Project aimed for cleaning and analyzing the dataset found in the BikeSalesDataset.xlsx file, which contains information (1026 rows and 13 columns) regarding global bike sales. In particular, the first 12 columns mainly include demographic data, while the last column indicates whether the respective individuals actually purchased a bike or not.
After importing the file in Excel, we start by creating 3 new sheets:
-
the "Working" sheet: a copy of the original data where we can perform all the cleaning procedures, without worrying about transforming or even losing our raw table,
-
the "Pivot Tables" sheet: where we insert the features we want to analyze and derive insights from and finally
-
the "Dashboard" sheet: where we insert the visualizations of our analysis as well as the filters by which we group our entries.
More precisely, the cleaning process results in 1000 rows (that means a table only 0.025% smaller than the original one) and consists of:
a) removing duplicates,
b) replacing values with more meaningful entries (eg: M with Married in the "MaritalStatus" column, F with Female in the "Gender" column, etc.)
c) transforming the "Income" column to currency data type and
d) splitting the "Age" column into 3 different intervals.

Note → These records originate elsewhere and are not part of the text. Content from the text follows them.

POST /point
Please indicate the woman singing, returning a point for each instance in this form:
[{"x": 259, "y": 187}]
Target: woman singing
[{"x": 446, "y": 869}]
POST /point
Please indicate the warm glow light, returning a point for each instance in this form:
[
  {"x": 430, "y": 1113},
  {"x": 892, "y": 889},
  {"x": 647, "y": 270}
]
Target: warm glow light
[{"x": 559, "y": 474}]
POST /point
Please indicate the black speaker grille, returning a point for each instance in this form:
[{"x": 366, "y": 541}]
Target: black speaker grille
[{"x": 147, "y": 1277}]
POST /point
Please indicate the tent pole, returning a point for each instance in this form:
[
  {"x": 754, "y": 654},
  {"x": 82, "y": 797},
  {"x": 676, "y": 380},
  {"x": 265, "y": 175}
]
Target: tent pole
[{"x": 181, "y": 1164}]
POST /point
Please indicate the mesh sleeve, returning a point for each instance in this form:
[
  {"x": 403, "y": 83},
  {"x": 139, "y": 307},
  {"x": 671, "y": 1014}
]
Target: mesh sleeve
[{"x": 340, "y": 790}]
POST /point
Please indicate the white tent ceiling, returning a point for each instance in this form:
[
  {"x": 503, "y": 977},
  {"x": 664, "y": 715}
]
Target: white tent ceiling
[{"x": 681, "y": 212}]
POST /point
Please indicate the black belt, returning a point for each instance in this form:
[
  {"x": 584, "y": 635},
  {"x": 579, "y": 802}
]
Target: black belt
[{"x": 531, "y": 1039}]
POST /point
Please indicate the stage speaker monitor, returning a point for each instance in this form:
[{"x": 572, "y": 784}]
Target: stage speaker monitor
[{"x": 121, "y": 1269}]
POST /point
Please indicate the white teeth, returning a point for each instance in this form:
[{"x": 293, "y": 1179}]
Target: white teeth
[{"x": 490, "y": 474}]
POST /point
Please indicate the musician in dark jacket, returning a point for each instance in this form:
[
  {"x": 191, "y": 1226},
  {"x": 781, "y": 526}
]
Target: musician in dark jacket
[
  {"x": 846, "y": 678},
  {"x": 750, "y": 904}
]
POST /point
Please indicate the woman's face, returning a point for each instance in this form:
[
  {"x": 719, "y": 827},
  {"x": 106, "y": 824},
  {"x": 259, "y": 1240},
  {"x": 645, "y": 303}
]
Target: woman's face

Continuing with the analysis of the dataset, we create 3 pivot tables where we concentrate on:
a) the average "Income" against the "Gender",
b) the Count of People against every "Commute Distance" interval and
c) the Count of People against every "Age" interval.
On every one of those tables, we also apply the binary division (Yes or No) of the "Bike Purchased" column, so that we gain a better perspective over the dataset's features.
Lastly, we build our dashboard by simply creating, customizing and inserting the plots of every respective pivot table, added with 4 "Slicers", a function which allows us to interact with our visualizations and filter them by "Region", "Marital Status", "Cars" and "Education".
The final result can be accessed through the BikeSalesDashboard.xlsx file.